If you don't have that problem, keep them.
> Why search through cancelled tickets which are resolved to find and unresolved issue?
It's just an excellent proxy of insufficient resources, nothing more. A missing feature doesn't automagically appear with time to make the ticket irrelevant. If it's not relevant, it shouldn't be in the system in the first place
> when you get that notification rescue the 2 per year that you truly want to keep.
That makes even less sense. Looking at notifications and making a decision on closing/reopening is a form of review. If you have time to review, do it properly on your own schedule and in batches rather than be beholden to some arbitrary autoclose timeline with yet another focus-destroying trickle of notifictions
> If it's not relevant, it shouldn't be in the system in the first place
It was when it was created, it's not now. And it is then practically removed.
Again you can build whatever workflow you want, tag stuff or move things if they're super important to you. Subscribe to them if they're vital. Or don't auto close if that doesn't work for you.

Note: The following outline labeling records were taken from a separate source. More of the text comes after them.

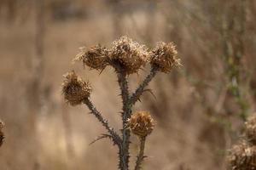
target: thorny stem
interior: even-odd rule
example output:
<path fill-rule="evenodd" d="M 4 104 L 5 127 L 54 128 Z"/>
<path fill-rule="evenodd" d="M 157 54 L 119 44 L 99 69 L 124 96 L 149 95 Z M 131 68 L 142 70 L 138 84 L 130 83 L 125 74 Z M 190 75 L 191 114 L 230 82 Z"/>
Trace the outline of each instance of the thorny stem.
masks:
<path fill-rule="evenodd" d="M 125 128 L 127 124 L 127 120 L 131 116 L 131 108 L 128 105 L 129 102 L 129 90 L 128 90 L 128 82 L 124 70 L 118 65 L 115 65 L 115 69 L 118 76 L 118 82 L 121 90 L 121 96 L 123 100 L 123 140 L 122 147 L 119 150 L 119 168 L 122 170 L 128 170 L 129 168 L 129 145 L 130 145 L 130 129 Z"/>
<path fill-rule="evenodd" d="M 139 85 L 139 87 L 136 89 L 135 93 L 131 94 L 129 99 L 129 105 L 132 106 L 143 94 L 145 88 L 148 85 L 154 76 L 156 75 L 157 69 L 156 67 L 152 67 L 150 73 L 146 76 L 144 81 Z"/>
<path fill-rule="evenodd" d="M 138 153 L 138 156 L 137 157 L 137 161 L 136 161 L 136 166 L 134 170 L 140 170 L 141 169 L 141 165 L 143 162 L 143 159 L 145 158 L 144 156 L 144 149 L 145 149 L 145 141 L 146 141 L 146 137 L 141 137 L 140 138 L 140 150 Z"/>
<path fill-rule="evenodd" d="M 95 115 L 95 116 L 98 119 L 100 122 L 105 127 L 105 128 L 108 130 L 108 132 L 110 133 L 112 139 L 115 144 L 117 144 L 120 148 L 121 144 L 121 138 L 119 135 L 113 130 L 113 128 L 110 128 L 108 125 L 108 122 L 103 118 L 102 115 L 96 110 L 96 108 L 93 105 L 90 99 L 84 99 L 84 103 L 87 105 L 87 107 L 90 109 L 91 113 Z"/>

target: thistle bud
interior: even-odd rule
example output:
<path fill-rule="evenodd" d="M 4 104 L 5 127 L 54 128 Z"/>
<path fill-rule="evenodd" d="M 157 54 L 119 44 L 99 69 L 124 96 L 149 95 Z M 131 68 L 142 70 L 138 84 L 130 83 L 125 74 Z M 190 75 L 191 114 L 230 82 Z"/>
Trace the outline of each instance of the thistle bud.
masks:
<path fill-rule="evenodd" d="M 3 140 L 4 140 L 4 134 L 2 132 L 3 126 L 4 126 L 3 122 L 2 122 L 0 120 L 0 146 L 3 144 Z"/>
<path fill-rule="evenodd" d="M 256 116 L 253 116 L 245 122 L 246 135 L 252 144 L 256 144 Z"/>
<path fill-rule="evenodd" d="M 131 132 L 140 137 L 150 134 L 155 125 L 148 111 L 137 111 L 128 120 L 128 126 Z"/>
<path fill-rule="evenodd" d="M 133 42 L 127 37 L 122 37 L 113 44 L 109 54 L 110 60 L 118 62 L 127 75 L 137 72 L 145 65 L 148 58 L 145 46 Z"/>
<path fill-rule="evenodd" d="M 160 42 L 151 53 L 150 63 L 152 66 L 162 72 L 170 72 L 174 66 L 180 65 L 177 52 L 172 42 Z"/>
<path fill-rule="evenodd" d="M 249 170 L 256 168 L 256 146 L 250 146 L 245 141 L 234 145 L 228 156 L 230 169 Z"/>
<path fill-rule="evenodd" d="M 73 71 L 64 75 L 64 77 L 62 93 L 67 103 L 71 105 L 80 105 L 90 97 L 91 87 L 89 82 L 84 82 Z"/>
<path fill-rule="evenodd" d="M 102 71 L 108 65 L 108 50 L 101 45 L 86 49 L 81 48 L 81 52 L 77 54 L 74 61 L 81 60 L 84 65 L 91 69 Z"/>

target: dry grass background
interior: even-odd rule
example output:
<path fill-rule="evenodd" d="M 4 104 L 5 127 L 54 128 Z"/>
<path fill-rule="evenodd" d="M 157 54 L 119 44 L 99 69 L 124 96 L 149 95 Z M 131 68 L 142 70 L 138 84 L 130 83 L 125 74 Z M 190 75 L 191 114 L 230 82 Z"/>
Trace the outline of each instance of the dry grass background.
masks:
<path fill-rule="evenodd" d="M 117 150 L 108 140 L 89 145 L 104 129 L 84 106 L 64 104 L 60 86 L 62 75 L 73 67 L 90 79 L 92 100 L 118 128 L 121 105 L 113 71 L 108 68 L 99 75 L 71 64 L 79 47 L 98 42 L 109 46 L 118 34 L 149 47 L 160 40 L 173 41 L 183 65 L 169 76 L 159 74 L 150 84 L 156 99 L 145 94 L 136 105 L 139 110 L 149 108 L 158 122 L 148 140 L 144 169 L 225 169 L 225 150 L 241 134 L 242 121 L 237 116 L 239 107 L 226 90 L 223 39 L 215 26 L 224 8 L 236 7 L 241 1 L 122 2 L 119 7 L 111 0 L 45 0 L 44 34 L 39 36 L 44 55 L 37 77 L 35 4 L 0 1 L 0 117 L 6 125 L 1 170 L 117 169 Z M 246 2 L 240 85 L 250 105 L 247 112 L 253 113 L 256 3 Z M 130 77 L 131 88 L 145 72 Z M 38 99 L 32 88 L 34 79 L 40 82 Z M 35 99 L 41 102 L 40 107 L 33 106 Z M 137 141 L 133 137 L 133 156 Z"/>

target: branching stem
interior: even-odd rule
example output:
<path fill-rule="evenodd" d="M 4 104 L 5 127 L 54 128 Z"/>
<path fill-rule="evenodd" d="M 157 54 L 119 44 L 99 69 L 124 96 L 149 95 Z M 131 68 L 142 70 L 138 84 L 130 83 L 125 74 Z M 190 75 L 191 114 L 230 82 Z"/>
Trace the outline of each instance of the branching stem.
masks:
<path fill-rule="evenodd" d="M 145 88 L 154 77 L 156 72 L 157 69 L 155 67 L 153 67 L 150 71 L 150 73 L 146 76 L 144 81 L 138 86 L 135 93 L 131 94 L 131 98 L 129 99 L 129 105 L 132 106 L 140 99 L 141 95 L 143 94 Z"/>
<path fill-rule="evenodd" d="M 112 136 L 113 141 L 115 144 L 117 144 L 119 147 L 120 147 L 120 144 L 122 143 L 122 139 L 119 137 L 119 135 L 113 130 L 113 128 L 110 128 L 108 120 L 103 118 L 102 115 L 96 110 L 96 108 L 93 105 L 90 99 L 85 99 L 84 100 L 84 103 L 87 105 L 87 107 L 90 109 L 91 113 L 95 115 L 95 116 L 98 119 L 98 121 L 105 127 L 105 128 L 108 130 L 109 134 Z"/>
<path fill-rule="evenodd" d="M 143 159 L 145 158 L 144 156 L 145 141 L 146 141 L 146 137 L 140 138 L 140 149 L 139 149 L 138 156 L 137 157 L 136 166 L 134 170 L 141 169 L 141 165 L 143 162 Z"/>
<path fill-rule="evenodd" d="M 129 89 L 128 89 L 128 82 L 125 72 L 124 69 L 119 65 L 114 65 L 118 76 L 118 82 L 121 90 L 121 96 L 123 100 L 123 112 L 122 112 L 122 120 L 123 120 L 123 140 L 122 147 L 119 150 L 119 168 L 122 170 L 128 170 L 129 168 L 129 145 L 130 145 L 130 129 L 125 128 L 127 120 L 131 116 L 131 108 L 129 107 Z"/>

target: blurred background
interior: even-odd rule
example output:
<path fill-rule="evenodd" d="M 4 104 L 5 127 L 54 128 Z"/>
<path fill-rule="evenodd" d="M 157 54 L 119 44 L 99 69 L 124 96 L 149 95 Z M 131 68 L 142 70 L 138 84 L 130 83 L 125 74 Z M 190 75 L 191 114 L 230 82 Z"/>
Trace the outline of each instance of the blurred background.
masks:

I don't think that having a tiny number of issues that are
* Never looked at
* Never prioritised
* Never searched for
* Not subscribed to by anyone that cares about them
* Somehow super important to not have a "cancelled" status on them
Should define your workflow to this degree that you start keeping multiple lists of work. I'm not sure I've ever come across an issue worth leaving like this. Can you tell me about an issue that fits this description?